Salto indietro nel tempo. 28 giugno 2012, semifinale del campionato europeo.
L'Italia sconfigge la favorita Germania 2-1 grazie alla doppietta di Mario Balotelli. Un intero paese in festa e 60 milioni di persone ai piedi di un talento 22enne in procinto di sbocciare definitivamente e consacrarsi all'Olimpo del calcio mondiale.

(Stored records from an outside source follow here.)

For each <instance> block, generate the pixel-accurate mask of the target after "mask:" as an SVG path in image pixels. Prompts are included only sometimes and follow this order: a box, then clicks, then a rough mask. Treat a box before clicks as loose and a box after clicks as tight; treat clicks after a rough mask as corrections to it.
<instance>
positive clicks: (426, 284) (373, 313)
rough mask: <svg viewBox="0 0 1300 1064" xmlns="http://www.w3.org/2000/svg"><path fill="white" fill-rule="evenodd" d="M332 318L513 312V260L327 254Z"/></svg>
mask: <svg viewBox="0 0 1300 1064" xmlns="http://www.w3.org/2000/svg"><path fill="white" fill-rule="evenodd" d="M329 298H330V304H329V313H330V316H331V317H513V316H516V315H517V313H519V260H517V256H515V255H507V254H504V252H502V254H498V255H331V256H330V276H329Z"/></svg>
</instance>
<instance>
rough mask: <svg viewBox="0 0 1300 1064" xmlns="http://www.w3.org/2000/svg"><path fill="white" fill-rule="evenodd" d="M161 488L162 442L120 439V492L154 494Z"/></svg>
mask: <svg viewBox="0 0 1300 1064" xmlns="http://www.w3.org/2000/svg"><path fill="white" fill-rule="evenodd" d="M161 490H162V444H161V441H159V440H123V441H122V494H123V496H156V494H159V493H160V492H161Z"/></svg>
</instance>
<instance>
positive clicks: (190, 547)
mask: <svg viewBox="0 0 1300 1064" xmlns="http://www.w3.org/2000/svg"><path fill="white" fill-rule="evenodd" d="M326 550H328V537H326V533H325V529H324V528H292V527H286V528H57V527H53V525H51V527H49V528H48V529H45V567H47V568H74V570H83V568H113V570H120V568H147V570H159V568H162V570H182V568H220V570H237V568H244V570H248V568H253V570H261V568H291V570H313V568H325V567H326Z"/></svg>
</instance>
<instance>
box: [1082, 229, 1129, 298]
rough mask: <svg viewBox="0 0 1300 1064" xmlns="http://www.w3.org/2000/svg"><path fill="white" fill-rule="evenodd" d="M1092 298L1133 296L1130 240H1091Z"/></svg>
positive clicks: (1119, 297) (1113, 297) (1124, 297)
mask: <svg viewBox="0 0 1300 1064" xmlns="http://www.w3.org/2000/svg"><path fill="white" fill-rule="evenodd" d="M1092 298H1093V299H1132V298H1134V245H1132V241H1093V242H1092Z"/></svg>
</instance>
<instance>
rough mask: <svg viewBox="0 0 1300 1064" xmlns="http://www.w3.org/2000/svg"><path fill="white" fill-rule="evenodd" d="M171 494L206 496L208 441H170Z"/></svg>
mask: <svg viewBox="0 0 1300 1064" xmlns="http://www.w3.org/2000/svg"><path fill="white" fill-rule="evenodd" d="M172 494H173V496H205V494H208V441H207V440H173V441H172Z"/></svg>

Da quel giorno invece, la carriera di Mario Balotelli è stata una montagna russa interminabile, un continuo sali e scendi che ha registrato molti più down che up.
Svogliato, indisciplinato, sfacciato, ma anche talentuoso, decisivo e volenteroso quelle poche partite in cui entrava in campo con la giusta determinazione. 
Balotelli è così: prendere o lasciare. SuperMario da tempo pare essersi accomodato sugli allori, fregandosene poco del calcio giocato e dedicando diverso tempo al divertimento, alle donne e alle "balotellate".
Erede naturale di Cassano per quanto riguarda gli atteggiamenti fuori dal campo, il giovanotto di origini ghanese è comunque dotato di un talento con pochi eguali; quello resta, anche se non viene spesso allenato.
Si potrebbe tranquillamente affermare che tra tutti i convocati della Nazionale sia lui il giocatore più qualitativo e l'indiziato principale nel far compiere un deciso salto di qualità al team di Mancini.
C'è un però: quando si tratta di giocare, Balotelli non è mai maturato, ha mantenuto il suo carattere indolente e abulico che lo contraddistingue, tremendamente vittima del suo stesso personaggio. Mai uno scatto o un segnale di volersi sacrificare e mettersi a disposizione della squadra. In un calcio che ormai prevede nella fatica e nella resistenza di ogni singolo giocatore uno degli aspetti necessari, Balotelli è rimasto ancorati ai gol rifilati alla Germania in quella meravigliosa notte di Varsavia di 6 anni fa, senza avvertire l'importanza di crescere nel suo modo di giocare. Mario ha sprecato così ogni occasione utile per mettersi in mostra con la maglia azzurra e far ricredere tutti i suoi "haters" di essere cambiato, di essere concentrato solo sul campo. 

Se una delle colpe che si additavano a Ventura era la mancata convocazione di Balotelli, l'impressione palesata lo scorso venerdì durante il match tra Italia e Polonia, è che anche con Balotelli l'Italia difficilmente avrebbe sfondato il muro svedese. Analizzando i pari ruolo di SuperMario, si nota che Belotti è inferiore tecnicamente, ma si impegna molto di più e ha più istinto del gol; Immobile è molto più pericoloso in profondità e viene da due stagioni meravigliose.
Mario quindi dovrebbe essere il terzo centravanti nelle gerarchie italiane, ma dalla sua parte c'è un Roberto Mancini che ha sempre avuto un occhio di riguardo per il giovanotto di Brescia. Ciò nonostante, ci sono anche aspetti positivi nell'avere Balotelli tra i convocati: quello di poter attirare tutte le critiche su di lui, in modo da far lavorare con maggiore serenità il resto della truppa azzurra. Senza oltrepassare il limite sia chiaro, come contrariamente è successo gli ultimi giorni con le polemiche tra Sacchi e Raiola.

In tutto ciò vi è sicuramente una certezza: si deve ripartire da qualcun altro che non sia Balotelli, destinato nel migliore dei casi a diventare una riserva di lusso nel 4-3-3 manciniano.